One critical aspect of AES encryption involves key management. The security of the message relies on the secrecy and integrity of the key. Exchanging keys via insecure channels may compromise security; hence, secure key exchange mechanisms like Diffie-Hellman or public key cryptography are often employed in practice.

In the described scenario, the key used for encryption remains constant between sender and receiver. If a person lacks the key, decrypting the ciphertext is generally infeasible, reinforcing the importance of secure key sharing. Also, the encryption process must ensure the key is not easily guessable or susceptible to brute-force attacks, especially given AES-256's computational strength.

Comparison: AES vs.

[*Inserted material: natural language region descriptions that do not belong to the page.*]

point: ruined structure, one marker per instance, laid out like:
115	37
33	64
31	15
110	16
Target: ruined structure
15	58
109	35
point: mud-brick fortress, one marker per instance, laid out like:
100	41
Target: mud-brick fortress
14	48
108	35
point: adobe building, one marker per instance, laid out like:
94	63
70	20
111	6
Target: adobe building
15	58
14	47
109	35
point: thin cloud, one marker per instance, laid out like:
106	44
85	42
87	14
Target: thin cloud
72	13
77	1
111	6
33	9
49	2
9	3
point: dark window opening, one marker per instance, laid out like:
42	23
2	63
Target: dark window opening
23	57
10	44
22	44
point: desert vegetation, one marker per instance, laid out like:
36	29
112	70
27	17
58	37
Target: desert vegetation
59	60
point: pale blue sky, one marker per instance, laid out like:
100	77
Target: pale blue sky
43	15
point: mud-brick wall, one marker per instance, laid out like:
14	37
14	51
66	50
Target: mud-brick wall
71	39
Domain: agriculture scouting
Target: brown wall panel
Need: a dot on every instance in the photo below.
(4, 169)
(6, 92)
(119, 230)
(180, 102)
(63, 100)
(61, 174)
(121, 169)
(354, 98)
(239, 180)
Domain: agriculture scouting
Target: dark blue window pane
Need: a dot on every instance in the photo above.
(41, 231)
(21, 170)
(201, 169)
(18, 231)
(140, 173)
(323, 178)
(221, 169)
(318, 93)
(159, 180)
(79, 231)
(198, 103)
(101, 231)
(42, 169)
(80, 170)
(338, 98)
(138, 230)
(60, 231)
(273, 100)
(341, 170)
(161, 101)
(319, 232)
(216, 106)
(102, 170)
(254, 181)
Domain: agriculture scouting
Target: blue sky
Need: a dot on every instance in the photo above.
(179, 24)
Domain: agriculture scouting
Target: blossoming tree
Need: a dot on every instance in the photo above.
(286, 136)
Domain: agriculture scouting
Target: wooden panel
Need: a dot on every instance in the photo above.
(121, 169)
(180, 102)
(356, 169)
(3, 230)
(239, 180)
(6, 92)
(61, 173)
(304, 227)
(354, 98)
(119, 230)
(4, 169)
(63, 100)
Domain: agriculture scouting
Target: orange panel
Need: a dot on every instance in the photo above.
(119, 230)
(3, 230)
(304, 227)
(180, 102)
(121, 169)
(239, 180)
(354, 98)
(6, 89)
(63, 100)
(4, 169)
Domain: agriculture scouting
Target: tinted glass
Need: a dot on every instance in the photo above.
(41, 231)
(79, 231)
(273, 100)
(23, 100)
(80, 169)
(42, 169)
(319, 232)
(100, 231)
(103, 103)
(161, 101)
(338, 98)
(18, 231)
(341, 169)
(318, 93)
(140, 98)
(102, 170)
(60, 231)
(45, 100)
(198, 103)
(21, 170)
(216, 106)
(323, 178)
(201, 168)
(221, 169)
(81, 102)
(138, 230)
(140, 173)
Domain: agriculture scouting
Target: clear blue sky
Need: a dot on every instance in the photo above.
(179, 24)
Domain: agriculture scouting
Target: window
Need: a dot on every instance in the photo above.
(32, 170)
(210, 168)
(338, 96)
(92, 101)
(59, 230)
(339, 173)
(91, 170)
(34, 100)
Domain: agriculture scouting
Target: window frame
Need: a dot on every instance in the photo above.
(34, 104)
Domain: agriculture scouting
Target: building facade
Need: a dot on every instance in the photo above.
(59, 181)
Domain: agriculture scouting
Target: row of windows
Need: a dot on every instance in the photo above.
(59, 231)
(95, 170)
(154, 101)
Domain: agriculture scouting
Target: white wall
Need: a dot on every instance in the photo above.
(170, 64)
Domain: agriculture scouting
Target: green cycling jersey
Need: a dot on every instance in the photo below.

DES

Unlike the Data Encryption Standard (DES), which uses a 56-bit key and operates with 64-bit blocks, AES employs longer key lengths and processes data in smaller, more secure blocks. DES's shorter key length makes it vulnerable to brute-force attacks, leading to its obsolescence. In contrast, AES supports 128, 192, and 256-bit keys, making it significantly more resistant to such attacks (Schneier, 1996).

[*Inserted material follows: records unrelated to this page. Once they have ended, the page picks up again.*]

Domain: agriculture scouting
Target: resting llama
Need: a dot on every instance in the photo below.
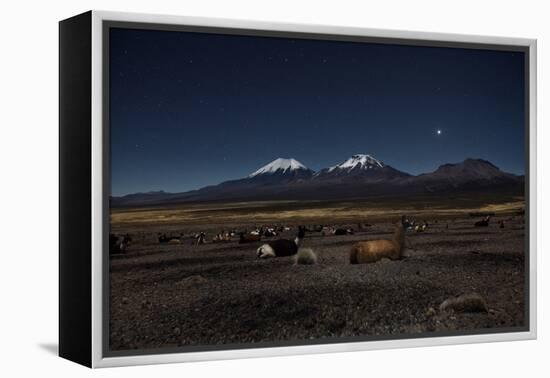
(366, 252)
(281, 247)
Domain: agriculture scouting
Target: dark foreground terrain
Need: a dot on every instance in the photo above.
(220, 293)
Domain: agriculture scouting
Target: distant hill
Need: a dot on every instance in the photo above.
(360, 176)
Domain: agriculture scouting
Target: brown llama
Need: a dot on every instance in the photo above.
(366, 252)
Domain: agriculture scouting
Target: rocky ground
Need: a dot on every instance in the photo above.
(220, 293)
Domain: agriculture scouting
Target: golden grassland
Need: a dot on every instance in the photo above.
(315, 211)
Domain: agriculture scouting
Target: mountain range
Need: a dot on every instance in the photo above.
(360, 176)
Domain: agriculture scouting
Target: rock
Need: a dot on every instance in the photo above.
(465, 303)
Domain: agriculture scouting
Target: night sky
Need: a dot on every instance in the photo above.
(192, 109)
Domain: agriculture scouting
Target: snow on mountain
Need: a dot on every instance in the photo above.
(279, 165)
(359, 160)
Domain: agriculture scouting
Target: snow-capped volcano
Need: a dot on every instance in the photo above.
(280, 166)
(360, 161)
(362, 167)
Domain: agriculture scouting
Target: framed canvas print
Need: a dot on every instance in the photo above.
(235, 189)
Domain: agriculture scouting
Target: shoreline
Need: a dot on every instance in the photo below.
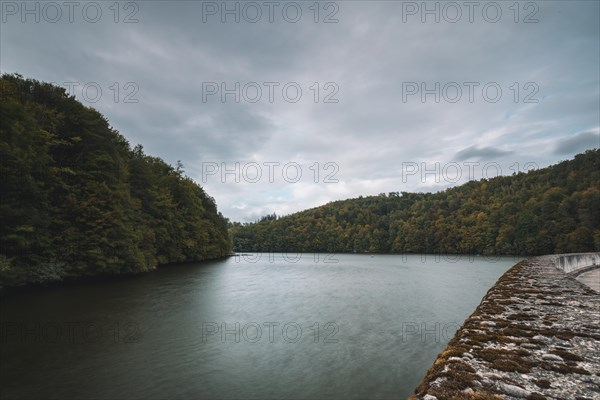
(535, 335)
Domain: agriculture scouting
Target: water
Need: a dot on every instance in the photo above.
(361, 327)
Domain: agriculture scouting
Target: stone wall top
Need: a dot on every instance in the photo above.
(535, 335)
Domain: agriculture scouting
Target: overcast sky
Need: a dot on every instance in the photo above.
(391, 99)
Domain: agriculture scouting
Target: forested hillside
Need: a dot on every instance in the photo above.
(550, 210)
(75, 199)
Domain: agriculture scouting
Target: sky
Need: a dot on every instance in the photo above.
(277, 106)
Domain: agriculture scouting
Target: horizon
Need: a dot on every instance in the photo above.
(415, 119)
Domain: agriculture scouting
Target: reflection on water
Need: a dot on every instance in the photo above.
(258, 326)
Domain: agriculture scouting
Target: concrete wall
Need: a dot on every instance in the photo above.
(576, 262)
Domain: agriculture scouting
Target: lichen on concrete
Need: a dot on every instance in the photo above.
(535, 335)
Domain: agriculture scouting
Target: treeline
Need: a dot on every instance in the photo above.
(76, 199)
(550, 210)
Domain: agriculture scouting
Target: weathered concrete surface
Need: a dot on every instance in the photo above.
(572, 263)
(535, 335)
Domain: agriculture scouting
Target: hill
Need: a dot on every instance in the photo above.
(76, 199)
(550, 210)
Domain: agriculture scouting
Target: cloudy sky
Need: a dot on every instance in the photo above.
(278, 106)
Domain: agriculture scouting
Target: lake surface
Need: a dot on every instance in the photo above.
(268, 326)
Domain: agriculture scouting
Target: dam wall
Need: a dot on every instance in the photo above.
(535, 335)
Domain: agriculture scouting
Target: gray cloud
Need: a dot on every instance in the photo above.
(480, 153)
(578, 143)
(372, 132)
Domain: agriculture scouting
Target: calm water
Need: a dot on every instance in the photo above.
(361, 327)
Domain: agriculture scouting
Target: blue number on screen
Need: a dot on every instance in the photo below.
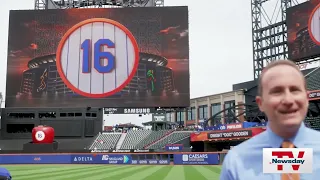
(98, 55)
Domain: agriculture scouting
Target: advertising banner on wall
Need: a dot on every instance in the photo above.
(201, 159)
(303, 30)
(105, 57)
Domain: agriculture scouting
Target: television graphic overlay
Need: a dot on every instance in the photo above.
(303, 33)
(104, 58)
(287, 160)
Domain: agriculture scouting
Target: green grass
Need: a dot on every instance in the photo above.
(113, 172)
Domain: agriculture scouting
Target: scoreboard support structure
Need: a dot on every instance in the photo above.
(269, 32)
(67, 4)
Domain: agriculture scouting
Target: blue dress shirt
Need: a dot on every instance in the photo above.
(244, 162)
(5, 173)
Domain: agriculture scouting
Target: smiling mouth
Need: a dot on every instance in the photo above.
(288, 112)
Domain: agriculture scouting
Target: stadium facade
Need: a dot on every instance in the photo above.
(203, 108)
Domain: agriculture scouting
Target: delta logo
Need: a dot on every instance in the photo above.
(125, 159)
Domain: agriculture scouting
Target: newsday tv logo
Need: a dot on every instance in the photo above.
(287, 160)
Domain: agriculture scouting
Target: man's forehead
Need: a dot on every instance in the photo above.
(280, 71)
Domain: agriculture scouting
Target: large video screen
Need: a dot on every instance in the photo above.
(304, 30)
(117, 57)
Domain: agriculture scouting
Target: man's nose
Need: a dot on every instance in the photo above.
(287, 98)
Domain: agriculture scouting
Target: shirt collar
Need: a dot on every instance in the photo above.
(276, 141)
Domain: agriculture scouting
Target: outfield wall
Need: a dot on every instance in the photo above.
(124, 159)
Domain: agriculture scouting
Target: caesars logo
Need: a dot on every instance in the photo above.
(287, 160)
(194, 157)
(97, 57)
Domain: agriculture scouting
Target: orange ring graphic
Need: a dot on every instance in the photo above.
(66, 37)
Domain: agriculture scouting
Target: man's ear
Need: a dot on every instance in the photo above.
(259, 103)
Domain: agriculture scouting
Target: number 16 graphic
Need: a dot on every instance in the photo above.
(97, 57)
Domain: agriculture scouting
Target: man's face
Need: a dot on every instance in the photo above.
(284, 97)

AES’s design employs substitution-permutation networks, which enhance security by providing high diffusion and confusion properties. Its efficiency on hardware and software platforms further secures its standing as the encryption standard for sensitive data across various sectors, including government, financial, and personal communications (Daemen & Rijmen, 2002).

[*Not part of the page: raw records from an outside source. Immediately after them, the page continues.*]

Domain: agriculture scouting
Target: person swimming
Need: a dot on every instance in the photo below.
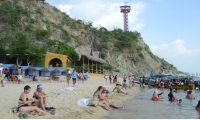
(179, 102)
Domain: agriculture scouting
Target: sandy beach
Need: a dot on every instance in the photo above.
(65, 103)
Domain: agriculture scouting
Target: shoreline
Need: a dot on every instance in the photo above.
(66, 102)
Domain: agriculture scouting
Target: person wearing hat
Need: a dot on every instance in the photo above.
(1, 74)
(19, 71)
(41, 96)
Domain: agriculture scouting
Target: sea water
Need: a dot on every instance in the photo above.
(142, 107)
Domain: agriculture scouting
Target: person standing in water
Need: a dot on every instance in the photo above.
(1, 74)
(68, 76)
(19, 71)
(74, 76)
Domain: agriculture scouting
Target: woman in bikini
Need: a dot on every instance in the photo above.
(105, 98)
(198, 106)
(26, 105)
(41, 96)
(97, 96)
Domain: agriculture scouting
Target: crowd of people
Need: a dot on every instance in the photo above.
(38, 103)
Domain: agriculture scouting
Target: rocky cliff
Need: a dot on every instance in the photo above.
(135, 59)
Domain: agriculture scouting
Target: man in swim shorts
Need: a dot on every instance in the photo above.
(74, 76)
(1, 74)
(19, 71)
(120, 89)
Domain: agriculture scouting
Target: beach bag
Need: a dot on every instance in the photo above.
(93, 103)
(82, 102)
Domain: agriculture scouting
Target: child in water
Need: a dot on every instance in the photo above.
(179, 102)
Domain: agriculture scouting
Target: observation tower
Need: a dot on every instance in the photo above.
(125, 10)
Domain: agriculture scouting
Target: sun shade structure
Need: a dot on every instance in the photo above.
(88, 56)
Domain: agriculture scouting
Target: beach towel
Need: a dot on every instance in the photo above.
(83, 102)
(67, 89)
(56, 93)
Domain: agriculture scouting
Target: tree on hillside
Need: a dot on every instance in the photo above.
(23, 48)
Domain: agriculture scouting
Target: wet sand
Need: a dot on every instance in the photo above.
(66, 102)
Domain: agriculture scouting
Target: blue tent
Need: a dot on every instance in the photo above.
(34, 71)
(57, 71)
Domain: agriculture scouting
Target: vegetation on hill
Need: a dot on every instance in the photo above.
(19, 38)
(29, 28)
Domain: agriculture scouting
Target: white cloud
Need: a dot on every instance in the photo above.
(104, 13)
(173, 50)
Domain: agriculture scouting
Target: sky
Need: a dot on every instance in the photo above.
(169, 27)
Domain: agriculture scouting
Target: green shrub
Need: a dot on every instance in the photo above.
(117, 70)
(108, 67)
(39, 11)
(141, 55)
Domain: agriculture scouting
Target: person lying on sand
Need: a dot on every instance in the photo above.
(198, 106)
(105, 98)
(26, 105)
(120, 89)
(97, 96)
(171, 97)
(41, 96)
(189, 94)
(157, 95)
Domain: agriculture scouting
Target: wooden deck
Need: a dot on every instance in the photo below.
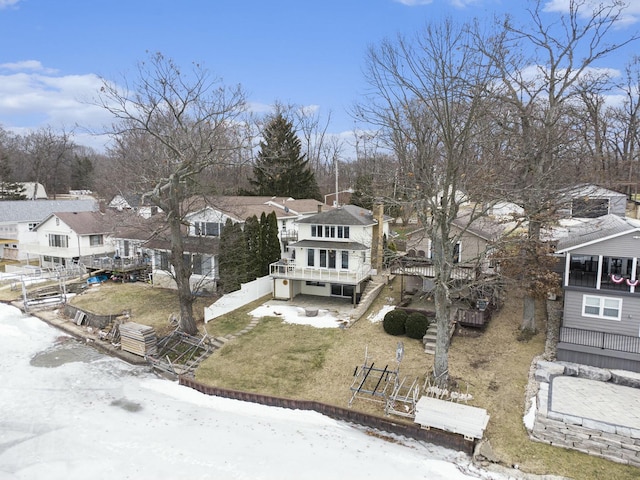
(451, 417)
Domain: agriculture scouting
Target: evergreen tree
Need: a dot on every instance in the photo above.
(9, 190)
(232, 266)
(281, 169)
(252, 236)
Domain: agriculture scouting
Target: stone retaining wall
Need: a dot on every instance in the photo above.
(614, 442)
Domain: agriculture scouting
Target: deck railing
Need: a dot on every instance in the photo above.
(602, 340)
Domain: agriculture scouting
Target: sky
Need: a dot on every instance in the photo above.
(68, 412)
(307, 53)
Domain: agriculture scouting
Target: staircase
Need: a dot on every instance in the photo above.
(429, 339)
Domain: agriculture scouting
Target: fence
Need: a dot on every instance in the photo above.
(435, 436)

Why AES Is Considered More Secure Than DES

The primary reasons many security experts regard AES as more secure than DES involve its larger key size and robust design principles. The increased key length exponentially enhances resistance to brute-force attacks. Moreover, AES’s algorithmic structure is more resistant to cryptanalytic techniques such as differential and linear cryptanalysis, which posed threats to DES (Barker & Kelsey, 2010). Its resistance to cryptanalysis, combined with the computational infeasibility of cracking 256-bit keys using current technology, establishes AES as the preferred choice in contemporary encryption solutions.

Conclusion

The practical implementation of AES for encrypting and transmitting messages via email underscores its pivotal role in ensuring confidentiality. Proper key management, secure exchange methods, and an understanding of AES's advantages over older standards like DES are fundamental for securing digital communication. As cybersecurity threats evolve, AES remains an essential tool, combining robustness, efficiency, and adaptability to protect sensitive information across diverse applications.

References

• Daemen, J., & Rijmen, V. (2002). The Rijndael Block Cipher. Springer.
• Barker, E., & Kelsey, J. (2010). Recommendation for Pair-Wise Key Establishment Schemes Using Discrete Logarithm Cryptography. NIST Special Publication 800-56A.
• Schneier, B. (1996). Applied Cryptography: Protocols, Algorithms, and Source Code in C. Wiley.
• FIPS PUB 197. (2001). Advanced Encryption Standard (AES). National Institute of Standards and Technology.
• Rijmen, V., & Daemen, J. (2008). The Design of Rijndael: AES — The Advanced Encryption Standard. Springer Science & Business Media.
• Stallings, W. (2017). Cryptography and Network Security: Principles and Practice. Pearson.
• Menezes, A., van Oorschot, P., & Vanstone, S. (1996). Handbook of Applied Cryptography. CRC Press.
• Katz, J., & Lindell, Y. (2014). Introduction to Modern Cryptography. CRC Press.
• Boneh, D., & Shoup, V. (2020). A Graduate Course in Applied Cryptography. Version 0.5.
• Li, K., & Tessier, R. (2018). Cryptography in Practice: An Introduction. CRC Press.